This gaff-rigged ketch was built for Sydney marine artist, Jack Earl to sail around the world.
A founder of the Sydney-Hobart yacht race, Earl sailed Kathleen Gillett in the first race in 1945. 2 years later, the ketch (named after Earl’s wife) circumnavigated the globe, only the second Australian yacht to do so.
Kathleen Gillett‘s venturesome career later included island trade and crocodile-hunting expeditions. In 1987, she was found in Guam and bought by the Norwegian government as a bicentennial gift to Australia.
Norway’s Bicentennial gift to Australia celebrates a fascinating link between the two nations. In the mid-19th century Colin Archer, a Norwegian of Scottish descent, was a pioneer farmer in Queensland before returning to his homeland in 1861 to become Norway’s best-known naval architect. Colin Archer was renowned for his seaworthy fishing, rescue and pilot boats and Kathleen Gillett is based on his designs.

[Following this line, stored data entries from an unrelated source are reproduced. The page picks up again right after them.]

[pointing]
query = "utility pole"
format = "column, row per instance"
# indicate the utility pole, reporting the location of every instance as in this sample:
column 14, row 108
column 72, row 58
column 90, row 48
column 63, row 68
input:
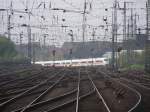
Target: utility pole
column 29, row 43
column 147, row 43
column 9, row 13
column 21, row 41
column 84, row 22
column 114, row 36
column 9, row 27
column 92, row 49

The famous double-ended ketch was built for Sydney artist and sailor Jack Earl and his wife Kathleen by Charles Larsen, who worked from Colin Archer drawings to develop a world-cruising yacht worthy of the Norwegian designer. While the double-ended hull has been a Scandinavian boat-building tradition since Viking times, Colin Archer applied his own theories of hydrodynamics to this form to produce sailing craft which became known for safety in heavy seas. These qualities were valued by many ocean yacht-cruising enthusiasts.
Built over six years as funds were available, Kathleen Gillett was launched in March 1939 and named after Jack Earl’s wife. Rigged in 1941, the boat was home to the couple and their children during the war years, and was also used for NSW coastal patrol.
On 26 December 1945 Kathleen Gillett sailed in the first Sydney-Hobart Yacht Race – an event organised by the by the Cruising Yacht Club of Australia which had been recently formed by local yachtsmen including Jack Earl. In June 1947 Jack Earl and crew set sail to circumnavigate the world in Kathleen, the second Australian yacht to complete this feat.
Accounts written by mate Mick Morris and illustrated by Jack were published in Seacraft magazine as they rounded the Cape of Good Hope to South America, sailed through the Panama Canal and crossed the Pacific to New Zealand. When they returned to Australia in December 1948, they were given a tremendous reception. After being sold by Jack in the 1950s, Kathleen‘s adventurous career included island trade in Torres Strait and crocodile-hunting expeditions around Bougainville and the Solomon Islands.
In 1987 the ketch, much changed from its original specifications, was located at Guam and purchased by the Norwegian Government as a Bicentennial Gift to the people of Australia. Kathleen was shipped to Sydney free of charge by Zim Shipping Australasia Pty Ltd, for restoration by Norwegian-descended boat builder Carl Halvorsen. The work was based on photographs and conversations with Jack Earl, and plans drawn up by Alan Payne and Partners.